At this point some hospitals and clinics just give up and carry both fiberglass and plaster. And maybe that’s the right decision. Perhaps over time fiberglass may displace plaster altogether. What is the real cost / benefit for pushing one method over the other, especially once the true costs of switching for your professionals are factored in?

Conclusion for Healthcare organizations adopting e-procurement initiatives

An efficient e-procurement program recognizes the need for a high quality of care and supplies the necessary goods to practitioners even if it means sacrificing on the admirable goals of part standardization. We’d assert that being flexible with physicians results in lower total cost by reducing rework and increasing the operational efficiency of a healthcare organization’s high value assets (its professionals).

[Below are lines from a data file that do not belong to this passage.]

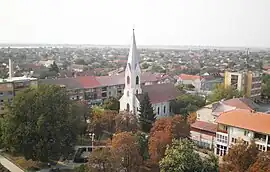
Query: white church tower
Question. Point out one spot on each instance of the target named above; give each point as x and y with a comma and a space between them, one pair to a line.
129, 102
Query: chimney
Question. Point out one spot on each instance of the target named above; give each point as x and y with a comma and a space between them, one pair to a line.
10, 67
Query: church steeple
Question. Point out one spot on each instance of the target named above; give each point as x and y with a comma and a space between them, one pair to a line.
128, 101
133, 55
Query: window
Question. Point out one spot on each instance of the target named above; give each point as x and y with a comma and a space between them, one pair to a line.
246, 133
221, 150
128, 107
128, 80
137, 80
164, 109
222, 139
261, 147
234, 140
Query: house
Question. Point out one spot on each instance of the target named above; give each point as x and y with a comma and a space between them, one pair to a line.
242, 124
160, 95
203, 131
193, 80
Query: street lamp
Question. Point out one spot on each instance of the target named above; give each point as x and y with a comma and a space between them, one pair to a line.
92, 135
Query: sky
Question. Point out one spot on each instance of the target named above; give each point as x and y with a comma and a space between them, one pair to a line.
244, 23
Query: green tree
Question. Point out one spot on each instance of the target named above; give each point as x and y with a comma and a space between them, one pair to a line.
181, 157
186, 104
112, 104
220, 92
40, 123
146, 114
54, 67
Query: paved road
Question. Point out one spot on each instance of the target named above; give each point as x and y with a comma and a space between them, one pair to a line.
9, 165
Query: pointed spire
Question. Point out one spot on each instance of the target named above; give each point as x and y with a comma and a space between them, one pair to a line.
133, 56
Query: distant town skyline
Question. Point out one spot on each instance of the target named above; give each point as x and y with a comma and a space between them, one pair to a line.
223, 23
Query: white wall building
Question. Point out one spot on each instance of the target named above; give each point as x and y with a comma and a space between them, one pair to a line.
160, 95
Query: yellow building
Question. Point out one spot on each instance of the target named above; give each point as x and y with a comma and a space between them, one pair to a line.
247, 82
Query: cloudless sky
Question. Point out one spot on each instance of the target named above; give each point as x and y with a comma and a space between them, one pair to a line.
157, 22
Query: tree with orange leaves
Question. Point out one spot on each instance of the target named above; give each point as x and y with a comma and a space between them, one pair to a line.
162, 133
262, 163
240, 157
126, 147
192, 117
160, 137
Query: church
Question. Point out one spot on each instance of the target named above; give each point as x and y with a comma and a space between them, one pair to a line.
160, 95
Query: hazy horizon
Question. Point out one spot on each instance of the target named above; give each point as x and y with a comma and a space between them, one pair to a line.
199, 23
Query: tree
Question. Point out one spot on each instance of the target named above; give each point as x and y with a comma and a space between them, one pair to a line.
186, 104
102, 121
127, 150
103, 159
180, 127
160, 137
181, 157
162, 133
81, 168
192, 118
142, 140
40, 123
125, 121
112, 104
262, 163
54, 67
220, 92
240, 157
146, 114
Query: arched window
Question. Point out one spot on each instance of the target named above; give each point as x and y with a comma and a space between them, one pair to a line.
137, 80
164, 109
128, 80
128, 107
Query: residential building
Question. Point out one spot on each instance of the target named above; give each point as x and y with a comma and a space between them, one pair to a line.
242, 124
203, 131
160, 95
10, 86
247, 82
202, 84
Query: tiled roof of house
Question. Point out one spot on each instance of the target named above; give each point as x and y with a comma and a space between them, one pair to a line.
97, 81
241, 103
206, 126
159, 92
189, 77
246, 119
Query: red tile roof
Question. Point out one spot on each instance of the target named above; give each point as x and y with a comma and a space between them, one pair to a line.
88, 81
160, 92
240, 103
205, 126
246, 119
189, 77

The same story can be told across a wide variety of supplies and procedure kits. From sutures to bandages, from scalpels to IV needles, the best supplies are those that your physicians and nurses are most comfortable using.

So consider your e-procurement goals before embarking on your programs in healthcare organizations. Focus first on convenience. With e-procurement your cycle times for receiving materials should be cut by weeks. Focus next on inventory management. With e-procurement you should have a much better handle on min/max reorder points and on your inventory levels and carrying costs.

And then where you can do so without impacting quality, reduce costs further by standardizing – with care.